“Have I been asleep?” he said half-wonderingly.
“Asleep! Yes; and I want to know what you have found out.”
“Let’s have a drink and something to eat first. I feel half-starved.”
“Yes, of course—of course. Go on.”
“Now,” said Peter, after a ravenous attack upon the bread and fruit. “Oh, here, this is good! Only I think it’s time we got some meat. I’d give anything for a bit of commissariat bacon. You want to hear what I did, sir. Well, it was next to nothing but crawl like a slug in and out amongst trees, scratting one’s self with that long, twining, climbing palm, and not once daring to stand up and walk.”

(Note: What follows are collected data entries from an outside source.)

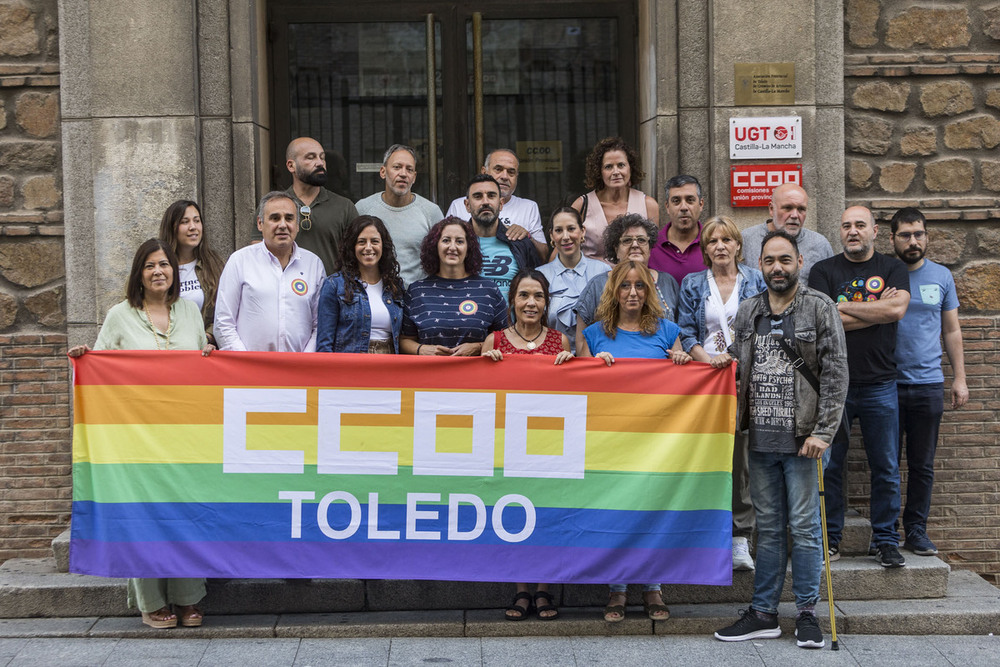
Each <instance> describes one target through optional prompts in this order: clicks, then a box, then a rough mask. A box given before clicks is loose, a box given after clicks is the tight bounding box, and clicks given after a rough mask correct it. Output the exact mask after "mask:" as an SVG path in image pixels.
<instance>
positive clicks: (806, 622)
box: [795, 611, 826, 648]
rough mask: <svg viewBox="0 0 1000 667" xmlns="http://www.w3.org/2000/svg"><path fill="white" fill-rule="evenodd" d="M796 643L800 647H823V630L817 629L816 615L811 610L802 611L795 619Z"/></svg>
mask: <svg viewBox="0 0 1000 667" xmlns="http://www.w3.org/2000/svg"><path fill="white" fill-rule="evenodd" d="M795 638H796V640H797V641H796V643H797V644H798V645H799V646H801V647H802V648H823V647H824V646H826V642H825V641H824V640H823V631H822V630H820V629H819V621H818V620H816V615H815V614H813V613H811V612H808V611H806V612H802V613H800V614H799V617H798V618H796V619H795Z"/></svg>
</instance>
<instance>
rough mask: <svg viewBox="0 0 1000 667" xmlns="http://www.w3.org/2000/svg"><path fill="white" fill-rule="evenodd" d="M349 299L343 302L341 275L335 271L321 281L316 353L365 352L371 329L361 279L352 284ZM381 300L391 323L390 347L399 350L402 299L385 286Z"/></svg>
mask: <svg viewBox="0 0 1000 667" xmlns="http://www.w3.org/2000/svg"><path fill="white" fill-rule="evenodd" d="M351 297H352V298H351V300H350V301H345V296H344V276H343V274H342V273H339V272H338V273H334V274H333V275H331V276H330V277H329V278H327V279H326V280H325V281H324V282H323V289H322V290H320V293H319V315H318V318H319V321H318V322H317V325H316V351H317V352H368V341H369V339H370V338H371V332H372V311H371V307H370V306H369V305H368V292H367V291H365V288H364V285H362V284H361V281H359V280H356V281H355V283H354V290H353V294H352V295H351ZM382 300H383V301H384V302H385V307H386V308H387V309H388V310H389V319H390V321H391V322H392V347H393V349H394V350H396V351H397V352H398V351H399V330H400V328H401V327H402V326H403V300H402V298H399V299H396V298H394V297H393V296H392V294H390V292H389V290H388V289H386V290H385V291H383V292H382Z"/></svg>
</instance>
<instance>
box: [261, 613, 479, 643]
mask: <svg viewBox="0 0 1000 667" xmlns="http://www.w3.org/2000/svg"><path fill="white" fill-rule="evenodd" d="M274 632H275V636H276V637H302V638H307V637H308V638H314V637H461V636H462V635H463V634H464V617H463V612H461V611H375V612H364V613H344V614H294V615H289V616H282V617H281V618H279V619H278V623H277V625H276V626H275V629H274Z"/></svg>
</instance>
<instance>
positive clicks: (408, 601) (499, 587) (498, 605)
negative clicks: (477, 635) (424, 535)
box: [365, 579, 559, 611]
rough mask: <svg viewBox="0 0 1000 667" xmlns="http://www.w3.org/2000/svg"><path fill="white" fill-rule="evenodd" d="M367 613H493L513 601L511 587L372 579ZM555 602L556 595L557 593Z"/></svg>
mask: <svg viewBox="0 0 1000 667" xmlns="http://www.w3.org/2000/svg"><path fill="white" fill-rule="evenodd" d="M365 589H366V592H367V600H368V607H367V608H368V609H370V610H372V611H386V610H409V609H496V608H498V607H506V606H507V605H508V604H510V601H511V600H512V599H513V598H514V593H515V589H514V585H513V584H505V583H497V582H488V583H478V582H467V581H400V580H395V579H373V580H369V581H366V582H365ZM556 595H557V597H556V599H557V600H558V599H559V598H558V591H556Z"/></svg>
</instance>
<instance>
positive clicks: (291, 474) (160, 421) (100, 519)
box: [70, 351, 736, 585]
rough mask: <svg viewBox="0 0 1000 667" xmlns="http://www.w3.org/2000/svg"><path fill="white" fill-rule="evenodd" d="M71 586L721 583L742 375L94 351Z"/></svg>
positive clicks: (344, 359) (82, 380) (72, 560)
mask: <svg viewBox="0 0 1000 667" xmlns="http://www.w3.org/2000/svg"><path fill="white" fill-rule="evenodd" d="M74 362H75V375H74V377H75V380H74V382H75V389H74V391H75V393H74V399H75V420H76V421H75V425H74V431H73V526H72V542H71V545H70V569H71V570H72V571H73V572H79V573H83V574H93V575H99V576H107V577H243V578H270V577H286V578H295V577H308V578H359V579H441V580H452V581H544V582H553V583H560V582H561V583H608V582H634V583H642V582H654V581H658V582H664V583H693V584H717V585H727V584H729V583H730V582H731V578H732V553H731V526H732V517H731V496H732V491H731V489H732V473H731V469H732V450H733V436H732V433H733V427H734V420H735V407H736V398H735V382H734V371H733V370H732V369H723V370H714V369H712V368H710V367H709V366H707V365H706V364H699V363H691V364H688V365H686V366H675V365H674V364H672V363H669V362H664V361H648V360H638V359H623V360H619V361H618V362H617V363H615V364H614V366H612V367H610V368H609V367H607V366H605V365H604V363H603V362H601V361H600V360H596V359H573V360H571V361H569V362H568V363H566V364H564V365H561V366H555V365H553V363H552V358H551V357H508V358H505V359H504V360H503V361H501V362H493V361H490V360H489V359H485V358H481V357H479V358H467V359H452V358H436V359H432V358H427V357H409V356H391V355H366V354H290V353H264V352H243V353H238V352H229V353H226V352H216V353H214V354H212V355H211V356H210V357H207V358H205V357H202V356H200V354H199V353H197V352H155V351H154V352H90V353H88V354H85V355H83V356H82V357H79V358H78V359H76V360H74Z"/></svg>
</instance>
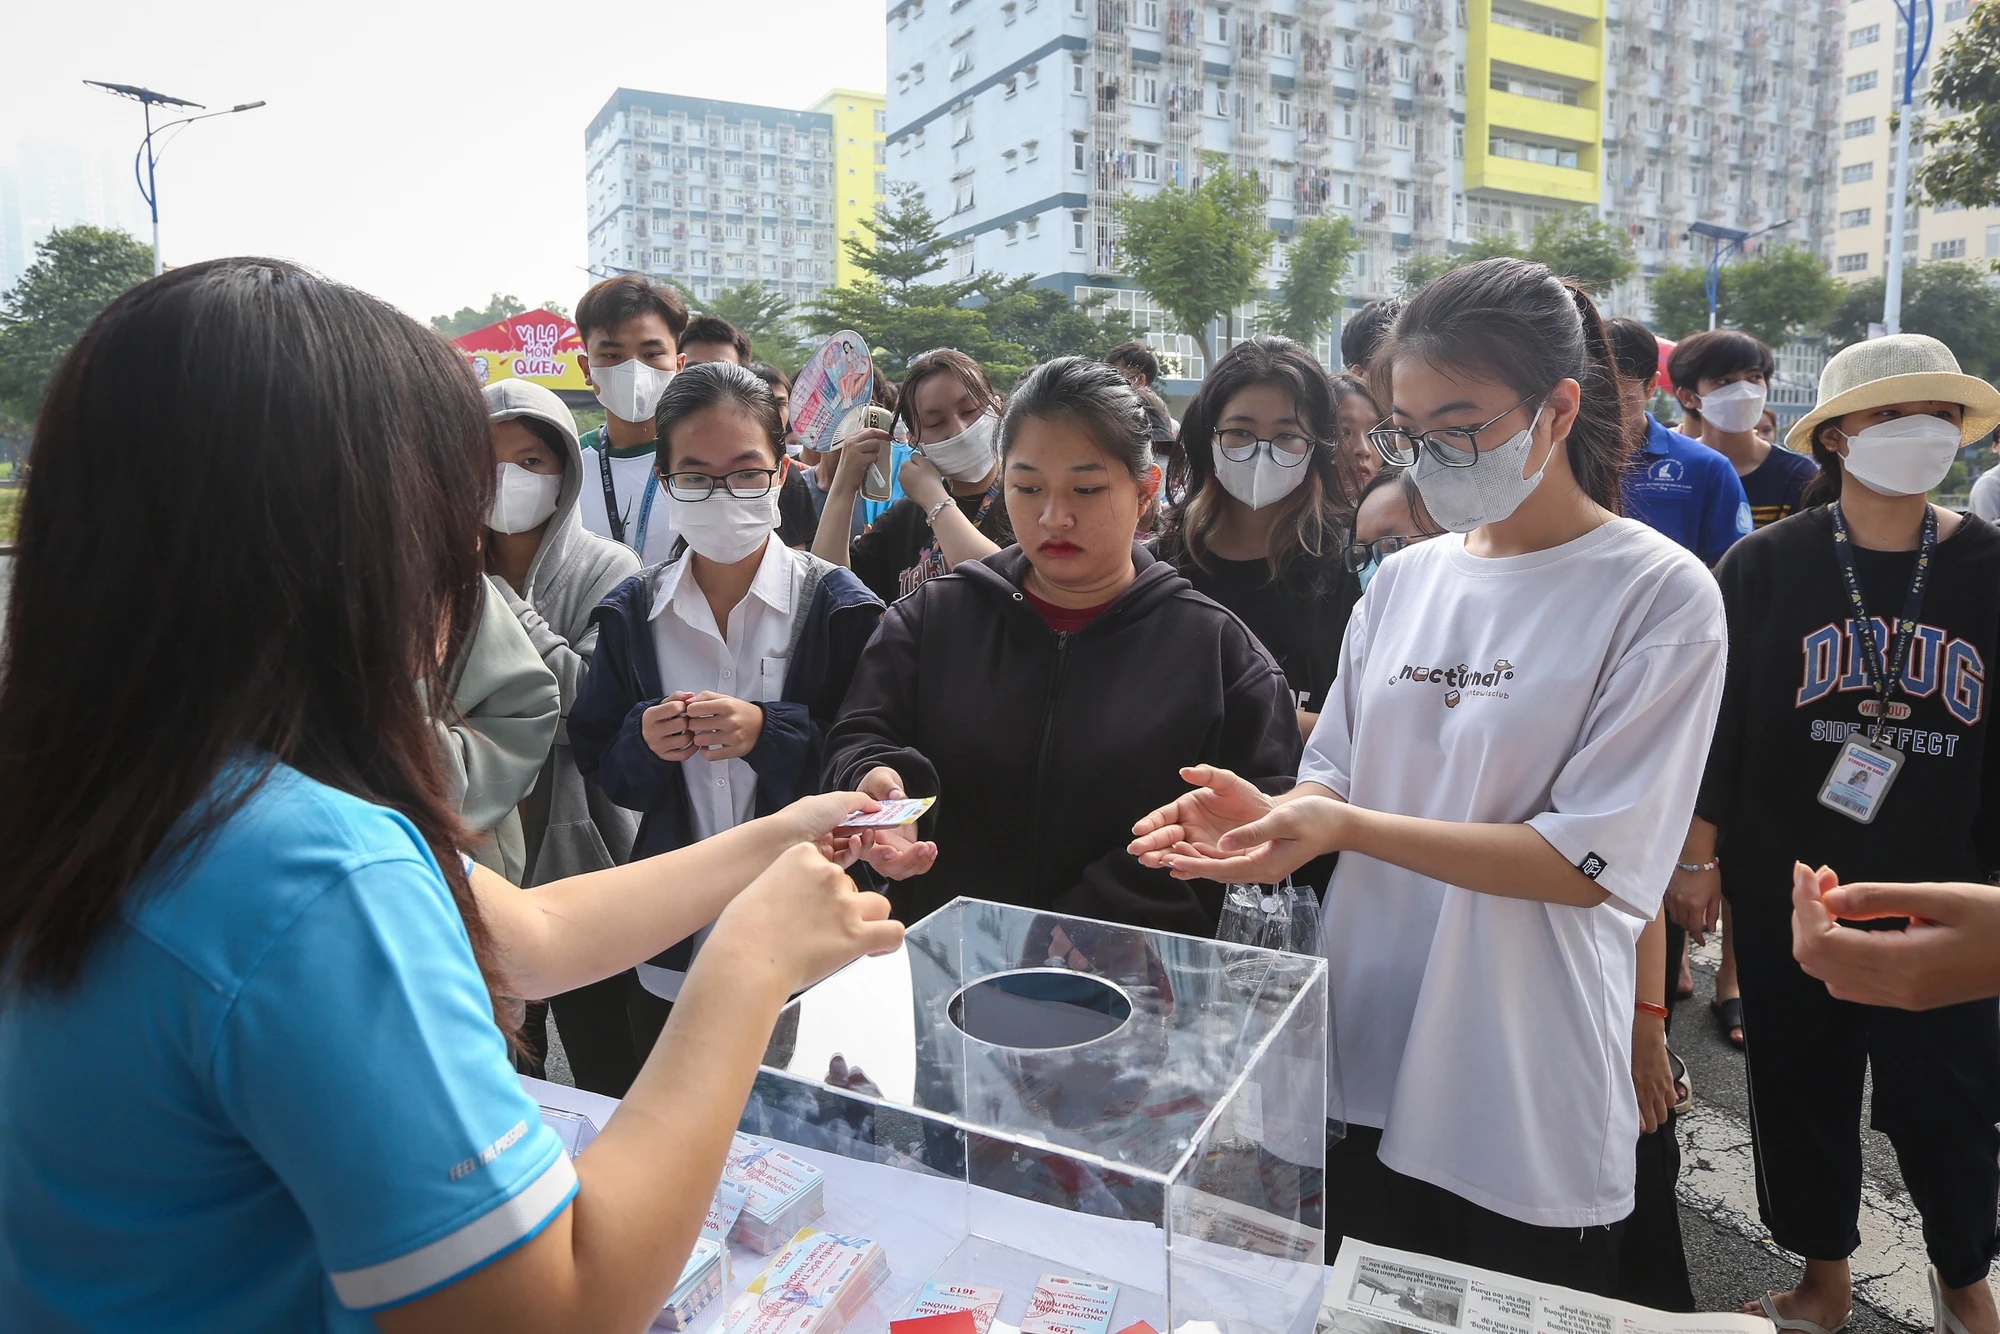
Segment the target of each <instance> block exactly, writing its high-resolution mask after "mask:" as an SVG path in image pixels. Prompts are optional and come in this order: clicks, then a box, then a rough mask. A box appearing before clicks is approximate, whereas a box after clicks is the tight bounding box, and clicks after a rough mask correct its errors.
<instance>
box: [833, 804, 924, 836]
mask: <svg viewBox="0 0 2000 1334" xmlns="http://www.w3.org/2000/svg"><path fill="white" fill-rule="evenodd" d="M936 800H938V798H934V796H898V798H892V800H886V802H882V808H880V810H856V812H854V814H850V816H848V818H846V820H842V822H840V828H836V830H834V832H836V834H852V832H856V830H894V828H902V826H904V824H916V820H918V816H922V814H924V812H926V810H930V806H932V802H936Z"/></svg>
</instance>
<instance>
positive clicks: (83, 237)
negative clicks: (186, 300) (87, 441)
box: [0, 226, 152, 422]
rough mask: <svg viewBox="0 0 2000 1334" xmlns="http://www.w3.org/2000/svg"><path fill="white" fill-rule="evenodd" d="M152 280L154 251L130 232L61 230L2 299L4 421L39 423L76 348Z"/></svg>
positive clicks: (3, 400)
mask: <svg viewBox="0 0 2000 1334" xmlns="http://www.w3.org/2000/svg"><path fill="white" fill-rule="evenodd" d="M146 278H152V250H150V248H146V246H142V244H140V242H136V240H132V236H128V234H126V232H116V230H104V228H94V226H72V228H56V230H54V232H50V234H48V236H44V238H42V240H40V242H36V246H34V264H30V266H28V272H24V274H22V276H20V280H18V282H16V284H14V286H12V288H8V290H6V292H4V294H0V418H12V420H16V422H32V420H34V416H36V414H38V412H40V410H42V394H44V392H46V390H48V380H50V378H52V376H54V374H56V366H58V364H60V362H62V358H64V354H66V352H68V350H70V346H72V344H74V342H76V340H78V336H82V332H84V328H86V326H88V324H90V322H92V320H94V318H98V312H100V310H104V308H106V306H110V304H112V300H114V298H116V296H118V294H120V292H124V290H126V288H134V286H138V284H140V282H146Z"/></svg>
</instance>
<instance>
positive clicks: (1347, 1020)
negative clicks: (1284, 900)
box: [1132, 260, 1726, 1292]
mask: <svg viewBox="0 0 2000 1334" xmlns="http://www.w3.org/2000/svg"><path fill="white" fill-rule="evenodd" d="M1380 364H1382V366H1384V368H1386V370H1388V388H1390V390H1392V404H1388V408H1390V422H1388V424H1384V426H1382V428H1378V430H1376V432H1370V438H1372V442H1374V446H1376V448H1378V450H1380V452H1382V456H1384V460H1386V462H1388V464H1390V466H1398V468H1410V476H1412V480H1414V482H1416V488H1418V490H1420V492H1422V498H1424V506H1426V510H1430V514H1432V516H1434V518H1436V520H1438V522H1440V524H1444V526H1446V528H1448V530H1450V536H1444V538H1438V540H1434V542H1424V544H1420V546H1410V548H1404V550H1400V552H1396V554H1394V556H1390V558H1388V560H1384V562H1382V568H1380V572H1378V574H1376V576H1374V580H1372V582H1370V584H1368V592H1366V594H1364V596H1362V600H1360V604H1358V606H1356V608H1354V620H1352V622H1350V626H1348V634H1346V642H1344V646H1342V658H1340V676H1338V680H1336V682H1334V690H1332V694H1330V698H1328V700H1326V710H1324V712H1322V716H1320V722H1318V728H1314V732H1312V740H1310V742H1308V746H1306V758H1304V764H1302V766H1300V784H1298V786H1296V788H1294V790H1292V792H1288V794H1286V796H1280V798H1276V800H1270V798H1266V796H1262V794H1260V792H1258V790H1256V788H1252V786H1250V784H1246V782H1242V780H1240V778H1236V776H1234V774H1228V772H1224V770H1214V768H1190V770H1184V774H1186V778H1188V780H1190V782H1194V784H1198V786H1196V790H1194V792H1190V794H1188V796H1184V798H1180V800H1178V802H1174V804H1172V806H1164V808H1160V810H1158V812H1154V814H1152V816H1148V818H1146V820H1142V822H1140V824H1138V826H1136V834H1138V838H1136V840H1134V844H1132V850H1134V852H1136V854H1140V858H1142V860H1146V862H1148V864H1154V866H1168V868H1172V870H1174V874H1176V876H1182V878H1196V876H1198V878H1206V880H1222V882H1276V880H1282V878H1284V876H1286V874H1288V872H1290V870H1294V868H1298V866H1302V864H1304V862H1306V860H1310V858H1314V856H1320V854H1326V852H1340V868H1338V870H1336V872H1334V880H1332V886H1330V888H1328V894H1326V934H1324V946H1326V958H1328V964H1330V974H1332V978H1330V980H1332V996H1334V1040H1336V1042H1338V1054H1340V1064H1338V1068H1340V1070H1342V1074H1344V1086H1340V1088H1334V1090H1332V1100H1330V1106H1332V1108H1334V1114H1336V1116H1342V1118H1344V1120H1346V1122H1348V1124H1350V1126H1352V1132H1350V1136H1348V1138H1346V1140H1344V1142H1342V1144H1340V1146H1338V1148H1336V1152H1334V1154H1330V1158H1328V1182H1326V1202H1328V1232H1330V1234H1334V1236H1340V1234H1346V1236H1358V1238H1366V1240H1374V1242H1384V1244H1392V1246H1404V1248H1410V1250H1420V1252H1428V1254H1438V1256H1446V1258H1454V1260H1462V1262H1470V1264H1482V1266H1488V1268H1498V1270H1504V1272H1512V1274H1520V1276H1526V1278H1534V1280H1544V1282H1560V1284H1566V1286H1572V1288H1584V1290H1594V1292H1610V1288H1612V1286H1614V1284H1616V1276H1618V1274H1616V1270H1618V1264H1616V1256H1618V1232H1620V1224H1622V1220H1624V1218H1626V1216H1628V1214H1630V1212H1632V1178H1634V1144H1636V1140H1638V1130H1640V1120H1638V1106H1636V1100H1634V1094H1632V1074H1630V1042H1632V1006H1634V996H1636V978H1634V946H1636V942H1638V936H1640V930H1642V928H1644V926H1646V922H1650V920H1652V918H1654V916H1656V914H1658V910H1660V896H1662V892H1664V888H1666V880H1668V874H1670V872H1672V868H1674V858H1676V856H1678V850H1680V842H1678V836H1676V830H1678V828H1680V824H1678V820H1680V816H1682V814H1684V812H1688V810H1692V806H1694V792H1696V786H1698V782H1700V774H1702V760H1704V756H1706V750H1708V738H1710V732H1712V730H1714V718H1716V704H1718V698H1720V692H1722V654H1724V640H1726V632H1724V624H1722V600H1720V596H1718V592H1716V586H1714V580H1712V578H1710V574H1708V570H1704V568H1702V564H1700V562H1698V560H1694V558H1692V556H1688V554H1686V552H1684V550H1680V548H1678V546H1674V544H1672V542H1668V540H1666V538H1660V536H1658V534H1654V532H1652V530H1650V528H1646V526H1644V524H1638V522H1632V520H1624V518H1618V514H1616V508H1618V482H1620V472H1622V464H1624V456H1626V448H1628V440H1630V438H1632V436H1630V432H1628V430H1626V422H1624V420H1622V418H1620V406H1618V390H1616V384H1614V380H1612V368H1610V356H1608V346H1606V340H1604V324H1602V320H1600V318H1598V312H1596V306H1592V302H1590V298H1588V296H1586V294H1584V292H1582V290H1578V288H1574V286H1568V284H1564V282H1562V280H1558V278H1556V276H1554V274H1550V270H1548V268H1546V266H1542V264H1530V262H1524V260H1486V262H1480V264H1468V266H1464V268H1460V270H1454V272H1450V274H1446V276H1444V278H1438V280H1436V282H1432V284H1430V286H1428V288H1424V292H1422V294H1418V296H1416V298H1414V300H1412V302H1410V304H1408V306H1406V308H1404V312H1402V316H1400V318H1398V320H1396V328H1394V332H1392V334H1390V340H1388V342H1386V346H1384V350H1382V362H1380Z"/></svg>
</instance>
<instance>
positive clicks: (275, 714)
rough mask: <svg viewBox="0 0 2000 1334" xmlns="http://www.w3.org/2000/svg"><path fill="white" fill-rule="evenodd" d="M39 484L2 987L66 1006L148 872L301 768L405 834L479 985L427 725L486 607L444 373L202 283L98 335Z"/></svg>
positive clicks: (140, 286) (469, 483)
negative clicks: (415, 831) (400, 823)
mask: <svg viewBox="0 0 2000 1334" xmlns="http://www.w3.org/2000/svg"><path fill="white" fill-rule="evenodd" d="M32 466H34V472H32V476H30V482H28V494H26V500H24V504H22V514H20V548H18V556H16V564H14V590H12V598H10V602H8V618H6V658H4V676H0V846H4V848H6V858H4V860H0V960H8V978H6V980H8V984H10V986H46V988H62V986H68V984H72V982H74V980H76V976H78V972H80V970H82V968H84V962H86V958H88V954H90V950H92V946H94V944H96V942H98V940H100V938H102V936H104V934H106V932H110V930H116V922H118V916H120V910H122V906H124V902H126V900H128V896H130V894H132V890H134V884H136V882H138V880H140V878H142V876H144V872H146V870H148V868H160V866H166V864H168V860H170V858H174V856H178V854H186V852H192V850H196V848H198V846H200V842H202V840H204V838H206V836H208V834H212V832H214V830H216V828H218V826H220V824H222V822H224V820H228V818H230V814H234V812H236V810H238V808H240V806H242V802H244V800H248V796H250V794H252V792H254V790H256V786H258V782H262V778H264V776H266V774H268V772H270V768H272V766H274V764H290V766H294V768H296V770H300V772H304V774H306V776H308V778H316V780H318V782H324V784H328V786H334V788H340V790H344V792H352V794H354V796H360V798H366V800H370V802H380V804H382V806H388V808H394V810H398V812H402V814H404V816H408V818H410V822H412V824H416V828H418V832H420V834H422V838H424V842H426V844H428V846H430V850H432V852H434V854H436V858H438V864H440V866H442V870H444V878H446V882H448V884H450V888H452V896H454V898H456V902H458V910H460V914H462V916H464V922H466V932H468V934H470V938H472V946H474V952H476V956H478V958H480V966H482V968H484V970H486V976H488V986H492V980H494V974H492V968H490V948H488V936H486V932H484V928H482V922H480V914H478V906H476V902H474V898H472V890H470V886H468V884H466V876H464V870H462V866H460V860H458V854H456V848H458V846H462V844H464V842H466V838H468V832H466V830H464V826H462V824H460V820H458V814H456V804H454V800H452V798H450V794H448V790H446V780H444V768H442V764H440V754H438V740H436V732H434V728H432V722H430V716H428V712H426V700H428V702H430V708H438V710H444V708H448V706H450V684H448V668H446V664H450V662H454V660H456V658H458V650H460V646H462V644H464V642H466V640H468V638H470V632H472V628H474V624H476V620H478V614H480V600H482V592H484V590H482V586H480V580H482V578H484V576H482V568H480V538H482V534H484V528H486V510H488V504H490V500H492V486H494V468H492V436H490V426H488V420H486V402H484V400H482V398H480V392H478V388H476V386H474V382H472V376H470V374H468V372H466V366H464V362H462V360H460V358H458V354H456V352H454V350H452V348H450V346H448V344H446V342H444V340H442V338H440V336H436V334H434V332H430V330H426V328H422V326H418V324H416V322H414V320H410V318H408V316H404V314H400V312H398V310H394V308H392V306H388V304H386V302H380V300H376V298H372V296H364V294H362V292H356V290H352V288H344V286H340V284H336V282H328V280H326V278H320V276H316V274H310V272H306V270H302V268H298V266H294V264H286V262H284V260H254V258H246V260H212V262H208V264H192V266H188V268H180V270H174V272H172V274H166V276H164V278H154V280H152V282H146V284H142V286H138V288H134V290H130V292H126V294H124V296H120V298H118V300H114V302H112V304H110V306H108V308H106V310H104V312H102V314H100V316H98V318H96V320H94V322H92V324H90V328H88V330H86V332H84V336H82V338H80V340H78V344H76V346H74V348H72V350H70V354H68V356H66V358H64V360H62V366H60V368H58V372H56V378H54V384H52V386H50V392H48V402H46V404H44V406H42V414H40V420H38V424H36V434H34V448H32ZM238 766H240V768H238ZM234 776H240V780H234Z"/></svg>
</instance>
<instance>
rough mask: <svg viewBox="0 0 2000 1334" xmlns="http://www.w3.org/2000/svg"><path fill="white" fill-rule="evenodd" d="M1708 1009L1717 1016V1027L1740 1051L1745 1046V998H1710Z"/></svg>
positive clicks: (1716, 1022)
mask: <svg viewBox="0 0 2000 1334" xmlns="http://www.w3.org/2000/svg"><path fill="white" fill-rule="evenodd" d="M1708 1010H1710V1012H1712V1014H1714V1016H1716V1028H1720V1030H1722V1036H1724V1038H1726V1040H1728V1044H1730V1046H1734V1048H1736V1050H1738V1052H1740V1050H1742V1048H1744V998H1742V996H1730V998H1728V1000H1710V1002H1708Z"/></svg>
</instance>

“Well, but what did you find out?”
“Nothing at all, sir, except that there’s a bit of a lodge here which seems as if it might belong to the Rajah, and be where he lived and slept.”
“And was he there?”
“Oh no, sir; there’s nobody there, only about a dozen Malay chaps, besides them as come to see us; and then there’s a very big helephant-shelter, like this, only quite new and good, at the end of that there left path; and right away beyond that, in a sort of clearing where the jungle has been cut down—if I didn’t tell you before—there’s some big trees and a sort of scaffold of bamboos that looks like a shelter such as any one would climb up to shoot tigers, and under it some bones, just as if a buffalo had been tied up for a bait.”
“Yes, I see,” said Archie. “Well, go on.”